LOS ANGELES—The public relations professionals of the future will need writing skills and good judgment, “but the key trait is curiosity,” Golin founder Al Golin told an audience of practitioners and students at the University of Southern California Thursday night.

“The most successful people I have known have had one trait in common, and that’s an insatiable curiosity,” claimed, during an interview with Willow Bay, a veteran television journalist, digital news editor and author, who is now the director of the Annenberg School of Journalism at the University of Southern California.

Golin also talked about the importance of integrity—“Without trust, very few brands can make it. If you lose trust, you’ve lost everything”—and about the willingness to change: “One of my least favorite sayings is, ‘If it ain’t broke don’t fix it.’ Sometimes you have to fix it before it breaks.” An example, he says, is the re-engineering of Golin by current chief executive Fred Cook. “It’s better to do these things before you have to.”

He also entertained the audience with stories of his relationship with long-term client McDonald’s.

Sixty years ago, he recalled, Golin made a cold call to Ray Kroc, founder of McDonald’s. “It was a new chain I had never heard of… but I called him and I said ‘I heard you were trying to start this new venture and I think maybe we can help you launch this’ and he said ‘come on over’ and I said ‘now?’ I raced over there and after about half an hour he said, ‘You start on Monday.’”

The fledgling company’s “financial guy” balked at the $500 a month fee, because he and Kroc were not even paying themselves salaries at the time. But Golin persuaded them that for that reason they couldn’t afford advertising; public relations would have to do everything, both marketing to consumer and making the business case to franchisees.

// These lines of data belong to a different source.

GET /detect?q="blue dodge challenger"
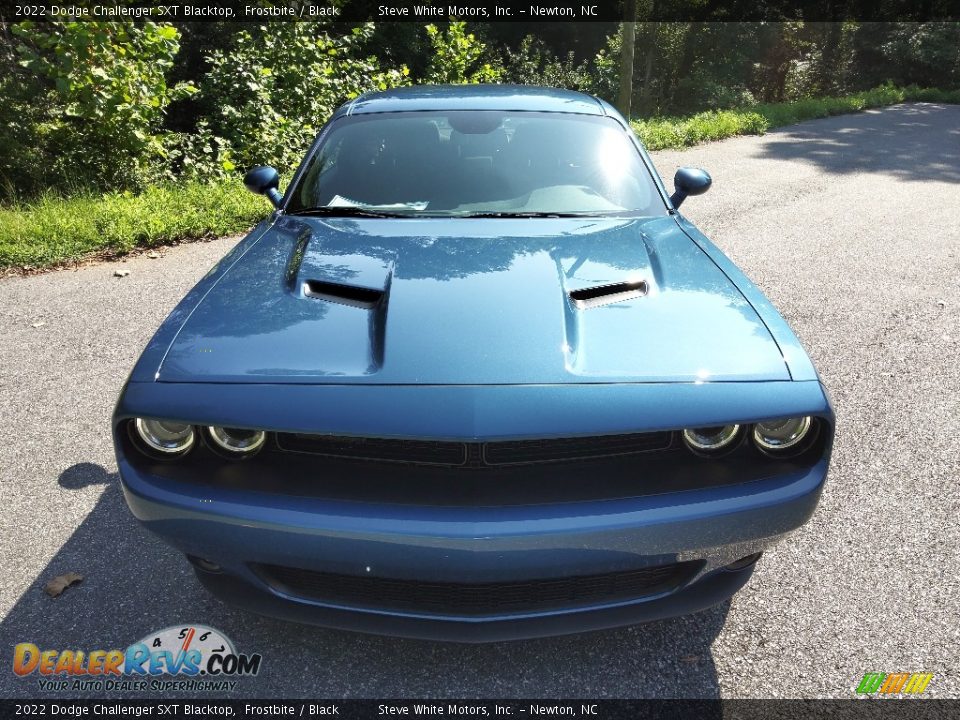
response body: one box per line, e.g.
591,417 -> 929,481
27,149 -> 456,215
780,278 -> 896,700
113,86 -> 834,642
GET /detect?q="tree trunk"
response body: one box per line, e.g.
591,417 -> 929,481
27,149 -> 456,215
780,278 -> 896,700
617,0 -> 637,120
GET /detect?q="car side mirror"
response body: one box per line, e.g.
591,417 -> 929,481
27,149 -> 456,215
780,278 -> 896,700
670,168 -> 713,208
243,165 -> 283,208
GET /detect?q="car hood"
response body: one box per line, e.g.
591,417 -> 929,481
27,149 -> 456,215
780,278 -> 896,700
156,212 -> 790,384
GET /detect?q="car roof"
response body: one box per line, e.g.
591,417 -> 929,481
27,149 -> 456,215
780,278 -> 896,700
334,85 -> 612,117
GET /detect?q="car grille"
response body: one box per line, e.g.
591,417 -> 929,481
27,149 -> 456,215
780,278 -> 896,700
277,432 -> 673,467
254,561 -> 703,615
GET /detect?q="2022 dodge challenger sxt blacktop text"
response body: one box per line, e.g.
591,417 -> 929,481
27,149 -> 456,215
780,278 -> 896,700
113,86 -> 834,641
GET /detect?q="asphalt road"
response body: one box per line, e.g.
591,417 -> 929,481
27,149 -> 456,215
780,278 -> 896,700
0,104 -> 960,697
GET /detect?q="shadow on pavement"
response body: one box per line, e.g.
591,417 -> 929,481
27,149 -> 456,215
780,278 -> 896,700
0,463 -> 729,698
759,103 -> 960,183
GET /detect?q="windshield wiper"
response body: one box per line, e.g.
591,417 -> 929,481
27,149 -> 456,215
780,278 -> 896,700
290,205 -> 411,217
451,211 -> 590,218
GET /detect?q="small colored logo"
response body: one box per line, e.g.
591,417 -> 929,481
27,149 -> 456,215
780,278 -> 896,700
13,624 -> 262,690
856,673 -> 933,695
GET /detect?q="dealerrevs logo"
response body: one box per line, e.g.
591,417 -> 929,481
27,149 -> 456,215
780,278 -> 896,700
13,625 -> 262,691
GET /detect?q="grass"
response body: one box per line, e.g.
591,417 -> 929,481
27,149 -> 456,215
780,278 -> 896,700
630,85 -> 960,150
0,180 -> 270,268
0,85 -> 960,269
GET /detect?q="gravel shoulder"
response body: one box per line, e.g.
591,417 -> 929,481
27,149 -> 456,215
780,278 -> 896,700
0,104 -> 960,698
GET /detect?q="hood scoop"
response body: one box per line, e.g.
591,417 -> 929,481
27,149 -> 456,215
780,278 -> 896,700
303,280 -> 383,310
570,280 -> 650,310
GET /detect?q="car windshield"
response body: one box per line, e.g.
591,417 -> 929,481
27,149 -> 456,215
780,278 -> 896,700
286,111 -> 666,217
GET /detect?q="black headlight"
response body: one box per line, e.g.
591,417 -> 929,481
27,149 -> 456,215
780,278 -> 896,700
683,425 -> 741,455
753,415 -> 814,455
207,426 -> 267,458
133,418 -> 197,458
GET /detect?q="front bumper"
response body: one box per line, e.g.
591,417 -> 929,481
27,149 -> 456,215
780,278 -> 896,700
119,456 -> 827,642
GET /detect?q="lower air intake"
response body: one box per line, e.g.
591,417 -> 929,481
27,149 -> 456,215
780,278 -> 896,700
254,561 -> 703,615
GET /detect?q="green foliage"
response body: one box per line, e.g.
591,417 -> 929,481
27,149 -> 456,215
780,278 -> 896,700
0,22 -> 195,194
631,84 -> 960,150
201,22 -> 410,168
500,35 -> 596,92
0,181 -> 270,267
425,21 -> 503,84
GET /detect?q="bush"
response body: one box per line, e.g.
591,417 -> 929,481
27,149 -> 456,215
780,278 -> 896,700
424,21 -> 503,84
201,22 -> 410,169
0,181 -> 270,267
631,84 -> 960,150
0,22 -> 195,197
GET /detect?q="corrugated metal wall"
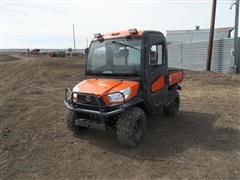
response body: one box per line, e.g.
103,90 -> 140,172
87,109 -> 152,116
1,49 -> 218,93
168,38 -> 240,73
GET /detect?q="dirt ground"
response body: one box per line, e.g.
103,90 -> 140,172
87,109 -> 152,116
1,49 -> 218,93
0,56 -> 240,179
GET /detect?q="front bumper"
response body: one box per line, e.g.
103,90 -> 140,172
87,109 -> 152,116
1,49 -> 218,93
64,88 -> 125,117
64,100 -> 124,117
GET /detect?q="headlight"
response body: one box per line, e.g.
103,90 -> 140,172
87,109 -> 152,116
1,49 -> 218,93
73,93 -> 78,103
108,88 -> 131,102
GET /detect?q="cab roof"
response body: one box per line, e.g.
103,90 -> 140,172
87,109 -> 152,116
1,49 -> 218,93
93,29 -> 144,40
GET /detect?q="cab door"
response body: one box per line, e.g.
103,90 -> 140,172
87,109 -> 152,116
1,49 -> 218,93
145,33 -> 168,110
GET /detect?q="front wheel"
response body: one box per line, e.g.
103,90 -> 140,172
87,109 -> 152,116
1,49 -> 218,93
117,107 -> 147,147
164,91 -> 180,116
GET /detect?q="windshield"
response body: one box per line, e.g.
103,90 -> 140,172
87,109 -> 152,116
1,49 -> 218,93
87,38 -> 141,76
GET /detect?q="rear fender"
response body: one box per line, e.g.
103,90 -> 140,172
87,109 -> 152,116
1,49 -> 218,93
169,84 -> 182,91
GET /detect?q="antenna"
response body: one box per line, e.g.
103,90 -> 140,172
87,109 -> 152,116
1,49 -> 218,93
73,24 -> 76,52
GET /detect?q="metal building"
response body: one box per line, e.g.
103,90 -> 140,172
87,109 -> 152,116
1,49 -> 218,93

Kroc “had a flair for theatrical things,” Golin recalls. “If I told him he had to go to Muncie, Ind., he would ask ‘what time do we leave.’ He had the ability to see what PR could accomplish.”

Much of the company’s work back then involved community outreach.

“There weren’t any textbooks at the time about community relations,” which was important because “we wanted to show that they were part of the communities where they operated. It was a local business in that sense. It still is, even though they are now a big global company. But back then we were writing the book on community engagement.”

When the company opened a new restaurant someone would cut a ribbon made of dollar bills and donate the money to local charities.

On the business side, “there was a writer for the Associated Press… and I set up an interview in New York for Ray Kroc in the AP City Room… Ray was talking about what a franchise entailed and all the reporters stopped typing and gathered around the desk. The story ran the next day and the floodgates opened for franchisees.”

His firm continues working with McDonald’s today and is providing counsel as the company continues to be a target for critics of big business.

“They are an easy target, for anything and everything. People blame McDonald’s for the ills of the world.” There is a movie in the works, with Michael Keaton playing Kroc, and Golin has seen the script. “It’s not exactly flattering… they are painting a portrait of him that is not entirely true.” So Golin—because he knew Kroc personally—may make a rare appearance in front of the camera to refute some aspects of the script.

“We advised them not to over-react also. The lawyers always want to sue and we convinced them not to take that approach. We want to be a little bit light-hearted about it too.”